Anfangs, als ich weggezogen bin, habe ich meine Eltern ab und zu angerufen. Meine Mutter war jedoch immer genervt und mein Vater warf mir vor, mich nur zu melden, wenn ich etwas brauchen würde. Ich ließ es also mehr und mehr sein. Sie haben mich seit Jahren nicht besucht oder angerufen. Wenn ich sie besuche, zum Beispiel zu Weihnachten, ist das meistens furchtbar für mich. Einmal musste ich feststellen, dass mein Kinderzimmer komplett ausgeräumt war, weil mein Vater es nun beziehen wollte.

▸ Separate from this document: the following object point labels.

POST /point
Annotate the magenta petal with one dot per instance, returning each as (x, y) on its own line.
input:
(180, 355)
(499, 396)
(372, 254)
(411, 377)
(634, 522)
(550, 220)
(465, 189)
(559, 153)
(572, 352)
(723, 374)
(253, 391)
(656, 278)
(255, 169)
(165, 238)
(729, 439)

Ich hatte kein Bett mehr. Dabei hatte ich meinen Besuch zuvor angekündigt. Schnell musste ich mir etwas bei einer Freundin organisieren. Ein anderes Mal waren meine Eltern schlecht gelaunt – ich wusste gar nicht, warum – und sprachen überhaupt nicht mit mir.

Mein Kinderzimmer war komplett ausgeräumt, weil mein Vater es nun beziehen wollte. Ich hatte kein Bett mehr. Dabei hatte ich meinen Besuch zuvor angekündigt.

Meine Oma war anders und für mich die wichtigste Person. Seit sie tot ist, breche ich den Kontakt zum Rest mehr und mehr ab. Mit der Zeit sind die Eltern meines Partners sowie er selbst zu meiner Familie geworden. Sie haben auch nicht studiert, aber sie lieben ihre Kinder wenigstens und unterstützen sie in ihren Entscheidungen. Auch finde ich den Gedanken schön, selbst einmal eine Familie zu gründen und es dann „besser zu machen“.

Dennoch gibt es Tage, an denen ich völlig verzweifelt bin, weil ich mich so ungeliebt und wertlos fühle. Ich bin der Meinung, nichts kann die Liebe der Eltern ersetzen und ich bin auf eine gewisse Art „unvollständig“, weil ich diese Liebe nicht bekommen habe und sie auch nie bekommen werde. Vielleicht konnte ich das inzwischen akzeptieren. Hoffentlich werde ich endlich damit aufhören, um ihre Zuneigung zu kämpfen. Aber verletzen wird es mich mein Leben lang.

Es war wichtig und richtig, zu studieren und dafür umzuziehen. Die Distanz half mir, toxische Beziehungen und Strukturen zu erkennen. Ich bin heute froh darüber, wie ich mich menschlich entwickelt konnte und wie sehr ich meine Freundinnen und Freunde sowie meinen Partner schätzen gelernt habe. Sie alle sind mir eine wunderbare Ersatzfamilie.